Swailing: helps you deal with your ridiculous log output

May 2nd, 2016 by Wes

Swailing is a handy little Python logging library we created in the process of developing WADE. It’s usually a handy thing to put in lots of logging info while developing a system (say, an API service), and what generally ends up happening is that there’s some piece of info that gets output on every request. In your dev environment, where you’re sending just a few requests per second perhaps, that’s not an issue, but then when you push this thing out and it starts handling thousands of requests per second in prod, well it’s like you just opened up the floodgates and all of a sudden you’re drowning in supposedly useful messages.

The general “best practice” is to use different priority levels, such as WARNING, ERROR, INFO, etc. Critical errors get written out with high priorities (ERROR), while development debugging info gets written out at low priorities (INFO). Then when you deploy, you set a high threshold and let only errors through. There are several issues with this approach.

The first is that sometimes, you get the priority levels wrong. If you accidentally emit a log at INFO when it should have been at ERROR, then when the system breaks in production, you’re missing important info for analysis. Conversely, you might emit a log at ERROR when in fact it should be INFO, and then get flooded by all sorts of useless information.
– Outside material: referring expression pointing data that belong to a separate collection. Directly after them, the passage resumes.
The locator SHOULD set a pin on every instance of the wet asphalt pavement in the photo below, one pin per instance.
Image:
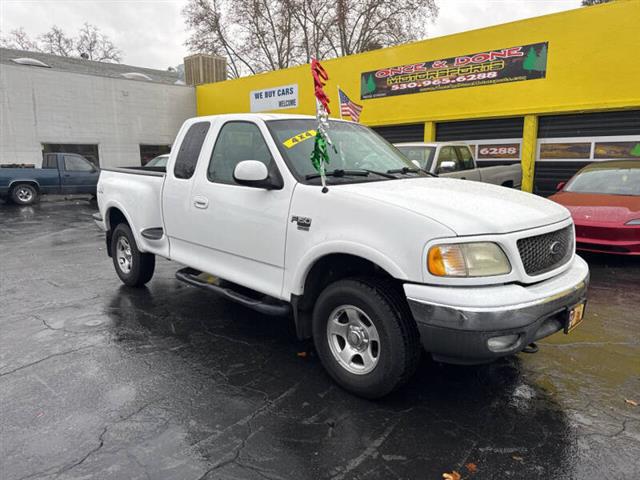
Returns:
(169, 382)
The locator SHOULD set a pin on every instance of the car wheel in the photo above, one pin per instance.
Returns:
(24, 194)
(365, 336)
(132, 266)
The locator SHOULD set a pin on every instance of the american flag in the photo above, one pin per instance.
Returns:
(347, 107)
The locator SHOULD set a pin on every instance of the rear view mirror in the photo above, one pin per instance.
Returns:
(447, 166)
(252, 173)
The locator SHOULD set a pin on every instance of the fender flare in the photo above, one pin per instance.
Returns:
(296, 284)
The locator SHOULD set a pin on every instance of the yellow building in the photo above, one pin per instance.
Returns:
(554, 92)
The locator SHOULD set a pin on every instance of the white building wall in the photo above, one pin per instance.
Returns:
(47, 106)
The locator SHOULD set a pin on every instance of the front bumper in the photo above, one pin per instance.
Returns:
(455, 323)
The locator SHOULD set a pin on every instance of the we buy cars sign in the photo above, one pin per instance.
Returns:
(275, 98)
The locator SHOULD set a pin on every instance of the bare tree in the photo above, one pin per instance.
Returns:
(19, 39)
(258, 35)
(55, 41)
(89, 42)
(96, 45)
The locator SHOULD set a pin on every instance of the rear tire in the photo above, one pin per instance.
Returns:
(365, 336)
(132, 266)
(24, 194)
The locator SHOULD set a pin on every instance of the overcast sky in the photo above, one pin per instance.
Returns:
(151, 32)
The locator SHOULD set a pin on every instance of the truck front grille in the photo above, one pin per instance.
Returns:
(543, 253)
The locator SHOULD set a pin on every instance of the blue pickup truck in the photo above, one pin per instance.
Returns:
(61, 173)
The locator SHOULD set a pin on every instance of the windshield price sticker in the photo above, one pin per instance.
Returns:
(301, 137)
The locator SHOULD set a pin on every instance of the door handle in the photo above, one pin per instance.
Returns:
(200, 202)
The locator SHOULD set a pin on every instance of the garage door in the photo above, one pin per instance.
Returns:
(567, 143)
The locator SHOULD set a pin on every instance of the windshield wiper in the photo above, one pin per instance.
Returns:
(360, 172)
(405, 170)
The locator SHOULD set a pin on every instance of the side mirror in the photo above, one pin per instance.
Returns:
(252, 173)
(447, 166)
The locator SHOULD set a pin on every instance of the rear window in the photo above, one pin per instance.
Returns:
(190, 148)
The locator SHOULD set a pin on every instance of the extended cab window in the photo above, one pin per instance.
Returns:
(189, 152)
(466, 158)
(76, 164)
(448, 160)
(237, 141)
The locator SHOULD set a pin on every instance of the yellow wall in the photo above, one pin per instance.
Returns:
(593, 64)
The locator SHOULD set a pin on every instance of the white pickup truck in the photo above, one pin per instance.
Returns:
(455, 160)
(389, 259)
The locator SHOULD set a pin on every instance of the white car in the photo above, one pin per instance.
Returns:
(455, 160)
(387, 261)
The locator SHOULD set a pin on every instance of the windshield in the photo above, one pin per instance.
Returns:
(618, 181)
(357, 148)
(421, 154)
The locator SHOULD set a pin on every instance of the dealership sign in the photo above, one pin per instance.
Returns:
(525, 62)
(276, 98)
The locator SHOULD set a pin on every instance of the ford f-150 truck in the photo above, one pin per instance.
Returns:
(455, 160)
(385, 260)
(61, 173)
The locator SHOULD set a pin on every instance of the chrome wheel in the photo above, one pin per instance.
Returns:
(123, 255)
(353, 339)
(24, 194)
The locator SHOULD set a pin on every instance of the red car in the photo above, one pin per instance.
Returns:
(604, 201)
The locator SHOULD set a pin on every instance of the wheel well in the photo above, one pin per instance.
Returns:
(114, 218)
(22, 182)
(326, 270)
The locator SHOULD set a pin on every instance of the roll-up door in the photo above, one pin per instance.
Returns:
(496, 128)
(402, 133)
(566, 143)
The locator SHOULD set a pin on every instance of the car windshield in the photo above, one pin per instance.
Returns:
(421, 154)
(611, 181)
(357, 149)
(159, 161)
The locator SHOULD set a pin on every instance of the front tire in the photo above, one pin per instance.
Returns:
(24, 194)
(132, 266)
(365, 336)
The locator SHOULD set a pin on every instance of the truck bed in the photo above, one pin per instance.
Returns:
(138, 192)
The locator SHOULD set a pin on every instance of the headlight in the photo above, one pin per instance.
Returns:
(481, 259)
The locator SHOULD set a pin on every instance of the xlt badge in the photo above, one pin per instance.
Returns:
(304, 223)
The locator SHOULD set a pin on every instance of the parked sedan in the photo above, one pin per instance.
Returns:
(604, 200)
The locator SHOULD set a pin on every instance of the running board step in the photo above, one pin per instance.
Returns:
(249, 298)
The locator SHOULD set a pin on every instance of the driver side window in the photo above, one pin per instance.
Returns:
(448, 160)
(236, 142)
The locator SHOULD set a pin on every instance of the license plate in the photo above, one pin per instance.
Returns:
(576, 314)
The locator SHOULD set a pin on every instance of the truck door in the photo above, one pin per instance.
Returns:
(237, 232)
(78, 175)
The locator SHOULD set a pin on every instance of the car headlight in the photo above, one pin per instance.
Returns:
(480, 259)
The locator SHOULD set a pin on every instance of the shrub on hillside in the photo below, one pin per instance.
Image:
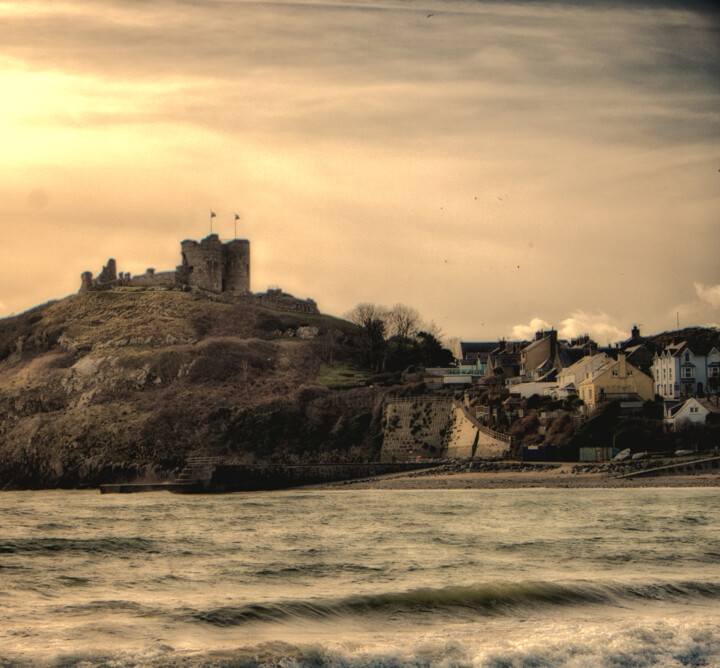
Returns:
(221, 360)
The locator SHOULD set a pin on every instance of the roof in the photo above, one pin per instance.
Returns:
(470, 347)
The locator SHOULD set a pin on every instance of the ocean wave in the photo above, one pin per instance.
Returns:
(115, 546)
(638, 646)
(457, 602)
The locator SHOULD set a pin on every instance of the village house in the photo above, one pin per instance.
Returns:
(615, 380)
(690, 411)
(679, 371)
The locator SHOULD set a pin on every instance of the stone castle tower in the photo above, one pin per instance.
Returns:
(215, 266)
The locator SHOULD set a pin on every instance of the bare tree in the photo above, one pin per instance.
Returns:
(365, 313)
(403, 321)
(371, 320)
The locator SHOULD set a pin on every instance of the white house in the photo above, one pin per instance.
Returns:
(568, 379)
(678, 371)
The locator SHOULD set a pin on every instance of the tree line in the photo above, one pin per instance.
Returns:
(392, 339)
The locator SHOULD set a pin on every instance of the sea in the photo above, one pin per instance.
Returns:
(524, 578)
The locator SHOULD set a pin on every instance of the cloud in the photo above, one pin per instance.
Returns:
(598, 325)
(710, 294)
(525, 332)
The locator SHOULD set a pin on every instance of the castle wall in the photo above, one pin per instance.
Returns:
(214, 266)
(236, 276)
(203, 263)
(150, 279)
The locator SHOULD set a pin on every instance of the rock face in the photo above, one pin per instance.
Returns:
(117, 385)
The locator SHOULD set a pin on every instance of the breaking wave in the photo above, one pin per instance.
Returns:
(459, 602)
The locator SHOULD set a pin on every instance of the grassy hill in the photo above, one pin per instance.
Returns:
(126, 383)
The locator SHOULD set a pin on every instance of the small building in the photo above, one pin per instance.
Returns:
(690, 411)
(615, 380)
(680, 371)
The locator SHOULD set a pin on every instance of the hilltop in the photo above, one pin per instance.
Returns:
(128, 382)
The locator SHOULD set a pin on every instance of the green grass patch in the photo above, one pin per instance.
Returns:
(340, 373)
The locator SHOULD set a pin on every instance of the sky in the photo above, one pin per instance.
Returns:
(499, 166)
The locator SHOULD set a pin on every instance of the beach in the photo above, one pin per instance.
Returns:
(519, 476)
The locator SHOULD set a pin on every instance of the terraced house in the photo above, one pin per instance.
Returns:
(679, 371)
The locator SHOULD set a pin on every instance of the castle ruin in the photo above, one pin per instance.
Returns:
(214, 267)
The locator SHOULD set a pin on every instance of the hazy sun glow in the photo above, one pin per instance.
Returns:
(490, 164)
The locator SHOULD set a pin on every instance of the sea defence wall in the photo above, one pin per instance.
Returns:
(470, 438)
(208, 477)
(431, 428)
(415, 427)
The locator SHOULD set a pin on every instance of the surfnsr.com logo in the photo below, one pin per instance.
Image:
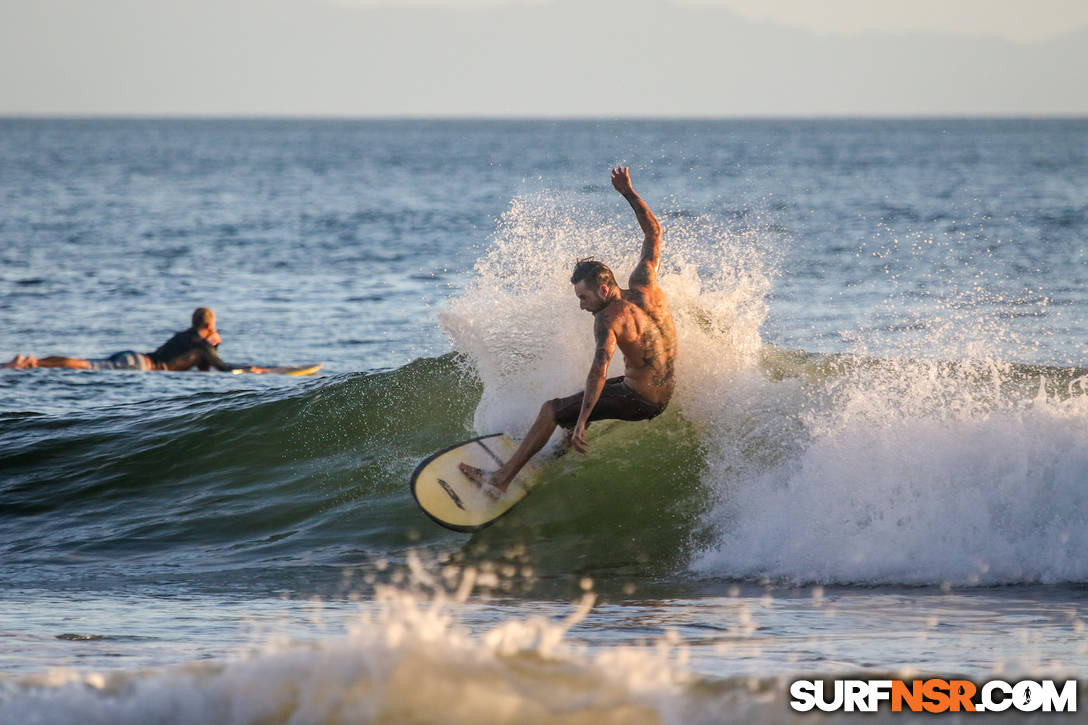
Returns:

The worst thing, though, is that it’s often times simply not clear while developing an application which level you should be using for some particular error condition. The internet is a noisy and chaotic input source, so we have to deal with and sometimes accept all sorts of errors.

The second issue is that even if you get the level exactly right, you still might deal with a flood of errors. Sometimes services exhibit a manageable trickle of errors, but then sometimes when you hit a condition (database down for example) that causes every single operation to fail. In that situation, all you really care is that you get some of the log output; most of it is redundant.
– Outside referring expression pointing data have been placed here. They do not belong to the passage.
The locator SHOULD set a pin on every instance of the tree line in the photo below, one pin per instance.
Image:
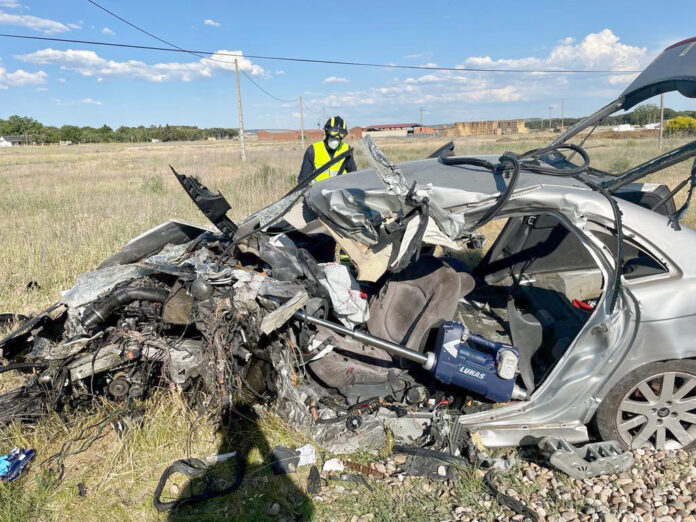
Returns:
(641, 115)
(34, 131)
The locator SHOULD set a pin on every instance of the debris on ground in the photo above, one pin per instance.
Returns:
(15, 463)
(345, 308)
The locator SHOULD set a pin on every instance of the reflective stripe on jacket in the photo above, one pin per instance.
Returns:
(322, 157)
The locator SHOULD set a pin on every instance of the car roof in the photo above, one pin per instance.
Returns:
(452, 185)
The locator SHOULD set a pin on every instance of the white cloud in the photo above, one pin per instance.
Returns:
(335, 79)
(600, 50)
(20, 78)
(469, 94)
(90, 64)
(42, 25)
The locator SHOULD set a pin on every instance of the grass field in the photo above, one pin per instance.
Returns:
(64, 209)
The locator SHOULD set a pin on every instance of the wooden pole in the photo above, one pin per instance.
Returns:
(301, 123)
(239, 112)
(662, 118)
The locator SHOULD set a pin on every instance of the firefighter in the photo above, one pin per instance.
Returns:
(321, 152)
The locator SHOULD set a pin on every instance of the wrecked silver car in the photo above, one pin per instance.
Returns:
(346, 305)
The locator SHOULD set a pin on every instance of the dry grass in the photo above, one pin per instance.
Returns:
(65, 209)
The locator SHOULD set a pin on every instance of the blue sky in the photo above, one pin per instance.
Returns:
(60, 83)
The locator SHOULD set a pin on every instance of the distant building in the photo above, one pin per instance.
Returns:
(398, 129)
(11, 141)
(487, 128)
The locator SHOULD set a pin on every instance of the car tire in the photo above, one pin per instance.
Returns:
(638, 413)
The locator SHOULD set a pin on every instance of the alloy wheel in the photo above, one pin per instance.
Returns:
(659, 412)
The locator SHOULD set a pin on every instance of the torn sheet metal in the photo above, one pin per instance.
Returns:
(349, 302)
(91, 285)
(371, 263)
(278, 317)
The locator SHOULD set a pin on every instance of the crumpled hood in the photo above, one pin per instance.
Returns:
(356, 203)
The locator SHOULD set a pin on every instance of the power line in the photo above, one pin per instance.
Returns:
(195, 53)
(318, 61)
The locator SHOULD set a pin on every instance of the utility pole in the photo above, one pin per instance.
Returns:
(301, 123)
(239, 111)
(550, 111)
(662, 118)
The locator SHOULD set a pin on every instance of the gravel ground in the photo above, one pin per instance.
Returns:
(661, 486)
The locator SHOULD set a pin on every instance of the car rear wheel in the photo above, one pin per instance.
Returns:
(653, 406)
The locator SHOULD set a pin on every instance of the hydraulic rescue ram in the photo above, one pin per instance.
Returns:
(489, 371)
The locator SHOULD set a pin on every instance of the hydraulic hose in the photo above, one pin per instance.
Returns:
(553, 171)
(100, 311)
(505, 195)
(23, 366)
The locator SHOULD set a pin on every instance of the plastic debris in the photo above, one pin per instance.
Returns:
(590, 460)
(308, 455)
(15, 463)
(313, 481)
(349, 302)
(333, 465)
(283, 460)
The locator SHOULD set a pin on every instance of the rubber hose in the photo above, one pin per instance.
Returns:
(22, 366)
(553, 171)
(431, 454)
(100, 311)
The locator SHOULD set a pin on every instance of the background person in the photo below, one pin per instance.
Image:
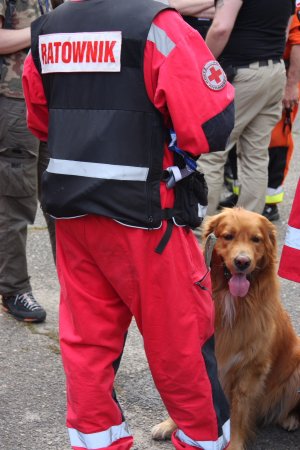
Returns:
(248, 39)
(22, 158)
(289, 266)
(108, 271)
(282, 144)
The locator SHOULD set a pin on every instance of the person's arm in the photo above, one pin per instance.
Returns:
(222, 25)
(197, 8)
(37, 110)
(12, 41)
(187, 85)
(291, 93)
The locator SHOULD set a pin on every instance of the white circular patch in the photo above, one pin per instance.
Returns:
(214, 76)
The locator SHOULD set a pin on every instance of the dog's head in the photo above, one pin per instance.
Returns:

What we really want is a system that gives you complete log information under a manageable stream of errors, but then throttles when the gates of logging hell open up.
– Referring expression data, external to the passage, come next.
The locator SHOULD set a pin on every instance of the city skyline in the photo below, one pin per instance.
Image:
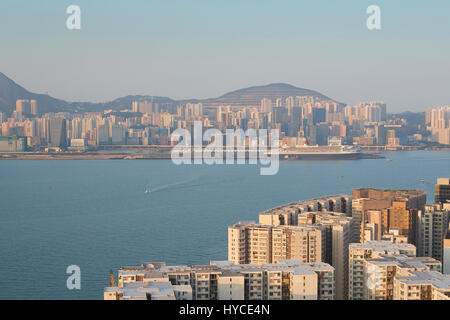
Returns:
(177, 49)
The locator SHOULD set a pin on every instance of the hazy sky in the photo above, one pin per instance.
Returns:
(201, 49)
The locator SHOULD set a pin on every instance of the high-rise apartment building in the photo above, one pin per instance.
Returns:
(442, 190)
(253, 243)
(433, 227)
(57, 132)
(360, 252)
(398, 210)
(383, 272)
(331, 215)
(224, 280)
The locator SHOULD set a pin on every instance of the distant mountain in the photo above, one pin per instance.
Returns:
(254, 95)
(11, 91)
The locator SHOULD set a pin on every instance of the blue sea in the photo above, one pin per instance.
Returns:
(95, 214)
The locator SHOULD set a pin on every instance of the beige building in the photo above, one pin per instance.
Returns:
(252, 243)
(380, 273)
(360, 252)
(224, 280)
(433, 226)
(427, 285)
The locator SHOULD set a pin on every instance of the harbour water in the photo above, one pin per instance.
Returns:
(96, 214)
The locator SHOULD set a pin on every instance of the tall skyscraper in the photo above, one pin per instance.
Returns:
(442, 190)
(23, 106)
(57, 130)
(433, 226)
(33, 107)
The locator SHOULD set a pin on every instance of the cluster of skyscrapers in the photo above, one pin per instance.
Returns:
(438, 123)
(302, 120)
(376, 244)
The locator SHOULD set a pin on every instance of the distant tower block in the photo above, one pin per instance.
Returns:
(33, 107)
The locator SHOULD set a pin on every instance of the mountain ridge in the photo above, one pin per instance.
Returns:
(10, 91)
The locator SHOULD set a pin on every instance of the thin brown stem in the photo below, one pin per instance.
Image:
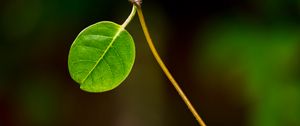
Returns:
(165, 69)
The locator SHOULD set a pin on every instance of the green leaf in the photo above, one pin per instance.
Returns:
(101, 57)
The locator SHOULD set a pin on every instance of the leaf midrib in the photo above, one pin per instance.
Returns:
(103, 54)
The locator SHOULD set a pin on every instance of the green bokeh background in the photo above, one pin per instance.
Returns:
(237, 60)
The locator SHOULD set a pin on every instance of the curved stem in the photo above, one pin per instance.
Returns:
(165, 69)
(130, 17)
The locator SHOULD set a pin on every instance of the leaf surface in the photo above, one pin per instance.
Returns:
(101, 57)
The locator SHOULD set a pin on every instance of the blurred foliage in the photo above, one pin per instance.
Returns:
(238, 61)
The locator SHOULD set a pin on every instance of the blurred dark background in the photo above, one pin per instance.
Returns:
(237, 61)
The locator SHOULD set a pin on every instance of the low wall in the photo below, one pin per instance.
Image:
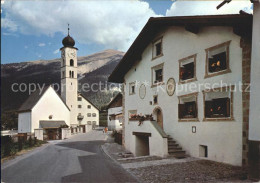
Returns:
(38, 133)
(65, 133)
(88, 128)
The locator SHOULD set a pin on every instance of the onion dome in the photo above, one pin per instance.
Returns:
(68, 41)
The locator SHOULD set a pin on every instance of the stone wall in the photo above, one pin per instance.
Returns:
(246, 64)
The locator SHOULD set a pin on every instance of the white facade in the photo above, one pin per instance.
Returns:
(114, 120)
(89, 112)
(223, 138)
(24, 122)
(254, 118)
(69, 82)
(50, 104)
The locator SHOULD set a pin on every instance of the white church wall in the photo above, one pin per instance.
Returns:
(84, 111)
(49, 104)
(114, 124)
(254, 125)
(24, 122)
(224, 138)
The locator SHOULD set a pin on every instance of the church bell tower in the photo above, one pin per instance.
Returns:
(69, 82)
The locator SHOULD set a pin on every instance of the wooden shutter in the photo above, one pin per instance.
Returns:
(181, 108)
(208, 106)
(195, 109)
(228, 107)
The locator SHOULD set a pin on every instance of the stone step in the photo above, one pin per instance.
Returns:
(177, 150)
(178, 154)
(170, 149)
(171, 141)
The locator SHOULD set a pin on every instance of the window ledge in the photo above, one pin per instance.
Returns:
(157, 84)
(189, 120)
(217, 119)
(187, 81)
(157, 56)
(217, 73)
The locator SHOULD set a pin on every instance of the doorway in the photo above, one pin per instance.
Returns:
(159, 116)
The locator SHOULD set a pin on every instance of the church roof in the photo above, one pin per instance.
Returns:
(81, 94)
(119, 96)
(241, 23)
(52, 124)
(34, 98)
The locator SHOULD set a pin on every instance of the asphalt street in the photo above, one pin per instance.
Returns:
(77, 159)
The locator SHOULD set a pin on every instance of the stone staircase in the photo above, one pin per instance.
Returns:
(174, 149)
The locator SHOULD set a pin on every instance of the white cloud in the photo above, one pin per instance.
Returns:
(9, 24)
(187, 8)
(114, 24)
(41, 44)
(56, 51)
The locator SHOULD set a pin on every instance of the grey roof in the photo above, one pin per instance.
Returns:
(84, 96)
(32, 99)
(52, 124)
The Swailing library deals with this using the Token Bucket algorithm. It goes like this:

  1. You’ve got a bucket full of tokens. It has a fixed capacity of C tokens. In order to output a log line, you have to spend a token. If you have no tokens, no log outputting for you!
  2. Your bucket fills at a constant rate of R tokens per second. But the bucket can never fill above C tokens.

This is simple and elegant, both great properties of an algorithm. A useful reframing of the parameters is this: you can burst log up to C times over any period of time; if you stay under R lines per second, you get to output everything you want.

The reverse of Token Bucket is interesting as well. It’s called the Leaky Bucket: suppose you start with an empty bucket of size C which leaks at a fixed rate of R per second. Every time something occurs, you fill it, and if it ever reaches capacity C, you trigger a special condition. (Note: Swailing doesn’t use this algorithm.)

A concrete example is error detection. Suppose that you expect there will naturally be some small number of timeouts per second to your reverse proxy, because again the internet is the wild wild west, and sometimes browsers are slow or lose connectivity. You might set a threshold of, say, 100 errors in one second to alert on. But what if the errors are bursty and you usually see 1000 occur, but only once every minute? If you rejigger your threshold to 1000, then it’s possible that a constant 999 errors per second goes undetected.

With the Leaky Bucket, you’d set C to 1000 and R to 100. A burst to 1000 would immediately fill the bucket and trigger the condition. A burst of less than that would not, so long as there aren’t too many consecutive bursts. And a constant error rate of less than 100 goes undetected, since the bucket leaks at 100 per second.

The second thing that the Swailing library does is provide a handy facility for emitting PostgreSQL style debug lines, which adds some nuance to standard severity levels. In addition to how *bad* something is, we now have a way to control how much *detail* is associated with the log output.

There are three detail levels: primary, detail, and hint. Primary log lines always get emitted if higher than the severity threshold, but they’re meant to be very basic information. The detail line provides specifics as to what caused the error. The hint line is a speculative corrective action. If this were a web proxy, for instance, a complete log message might be:

With Swailing, the detail field is usually JSON so that we can programmatically parse the log file. The primary line is meant for quick visual scanning (or graphing in a system like ELK), so sometimes that’s all you really need. Usually the hint is only shown during development, but it may be useful for production as well.

Swailing has been pretty useful in WADE, and is starting to see more adoption with internal services at Chartbeat. We have a disgusting amount of logs coming out of our system, on the order of terabytes per day. Providing a tool that automatically cuts this down will go a long way towards allowing us to better manage and debug our systems.